Abstract

AbstractIn the fields of engineering seismology and earthquake engineering, researchers have predominantly focused on ground motion models (GMMs) for intensity measures. However, there has been limited research on power spectral density GMMs (PSD‐GMMs) that characterize spectral characteristics. PSD, being structure‐independent, offers unique advantages. This study aims to construct PSD‐GMMs using non‐parametric machine learning (ML) techniques. By considering 241 different frequencies from 0.1 to 25.12 Hz and evaluating eight performance indicators, seven highly accurate and stable ML techniques are selected from 12 different ML techniques as foundational models for the PSD‐GMM. Through mixed effects regression analysis, inter‐event, intra‐event, and inter‐site standard deviations are derived.
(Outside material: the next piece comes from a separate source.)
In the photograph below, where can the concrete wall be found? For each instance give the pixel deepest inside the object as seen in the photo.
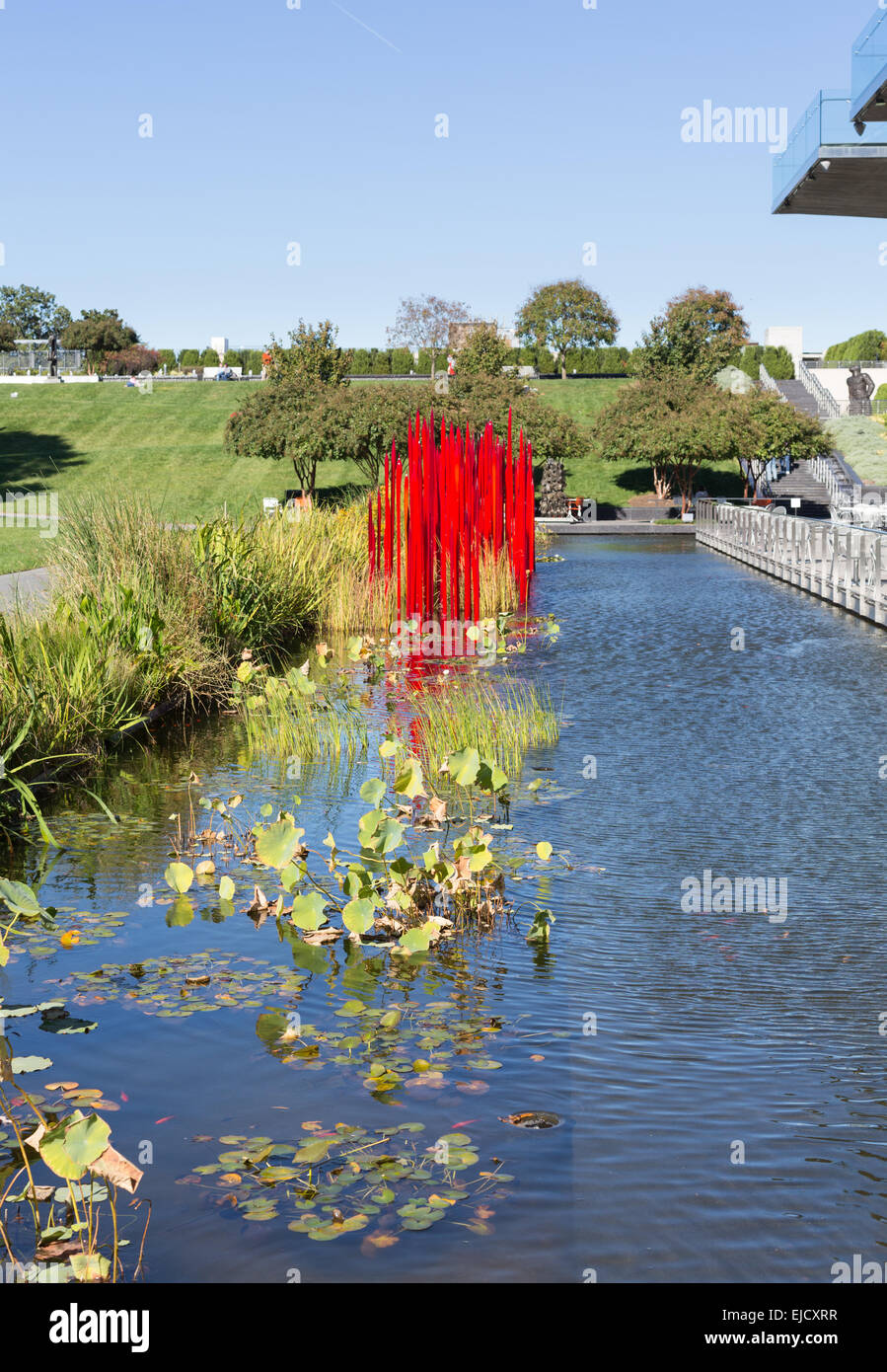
(835, 380)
To address inherent modeling uncertainty, this study uses the ratio of the reciprocal of the standard deviation of the total residuals of the foundational models to the sum of the reciprocals of the total residuals of the seven ML GMMs as weight coefficients for constructing a hybrid non‐parametric PSD‐GMM. Utilizing this model, ground motion records can be simulated, and seismic hazard curves and uniform hazard PSD can be obtained. In summary, the hybrid non‐parametric PSD‐GMM demonstrates remarkable efficacy in simulating and predicting ground motion records and holds significant potential for guiding seismic hazard and risk analysis.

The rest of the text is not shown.